Most Marketers have heard this statistic.
My source for that statistic is a USPS/DMA Survey. I can’t vouch for the accuracy of that number. I’m pretty sure they didn’t go around and watch people open their mail to verify it. One thing I can guarantee is that I am one of the 78%.“78% of all people read their mail over a trash can.”
We all get a lot of “Junk Mail”. That’s almost all I get any more. I probably average less than one significant piece of mail a week, usually a bill. The rest of my mail consists of sale ads and special offers, credit card offers and insurance offers, even cleverly disguised offers designed to look like important legal documents or even checks to pique my interest. I generally sort through this garbage on the short walk from my mailbox to my Kitchen trash can and dump most of it without giving it a second glance. I usually know when to expect important mail and keep an eye out for it.
Tuesday is my big mail day. I get a big wad of sale inserts like the ones that come in the Sunday Paper. Some of them come from stores I shop at all the time so I usually look through them for bargains. There are usually several direct mail pieces in the bundle as well. Last Tuesday I got an offer to buy life insurance from a company that had used by bank’s letterhead to entice me to open the envelope. I got a rebate offer from a car dealer that looked like a check. I got a card sized envelope addressed with a hand font soliciting donations for something and another offer from a financial company that looked like a check. I pulled out what I wanted and dumped the rest.

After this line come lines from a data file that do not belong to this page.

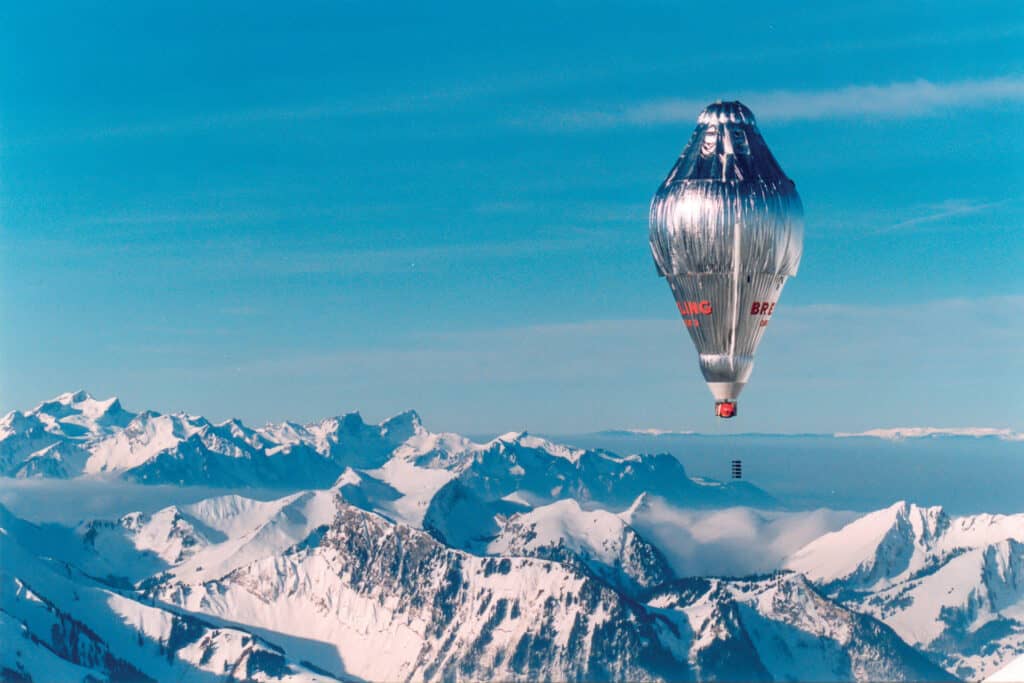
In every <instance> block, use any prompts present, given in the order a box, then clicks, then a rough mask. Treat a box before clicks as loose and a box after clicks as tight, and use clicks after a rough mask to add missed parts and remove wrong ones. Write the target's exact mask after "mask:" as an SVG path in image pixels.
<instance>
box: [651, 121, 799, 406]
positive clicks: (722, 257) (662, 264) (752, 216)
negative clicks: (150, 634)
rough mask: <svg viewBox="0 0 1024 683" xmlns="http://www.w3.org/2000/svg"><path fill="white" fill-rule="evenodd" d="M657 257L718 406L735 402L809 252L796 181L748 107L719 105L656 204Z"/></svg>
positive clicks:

Later that night as I was preparing for bed, I realized that I was expecting a benefit check from a financial company that I did not usually deal with because they are benefits that are handled by HR at work. It was trash night and I got an ugly feeling about my usual mail routine and went out to the curb in my pajamas and started digging through my trash. I’m sure my neighbors thought I had lost my mind. Sure enough, the “direct mail” piece from the financial company was actually a $3500 benefit check I had casually thrown in the garbage.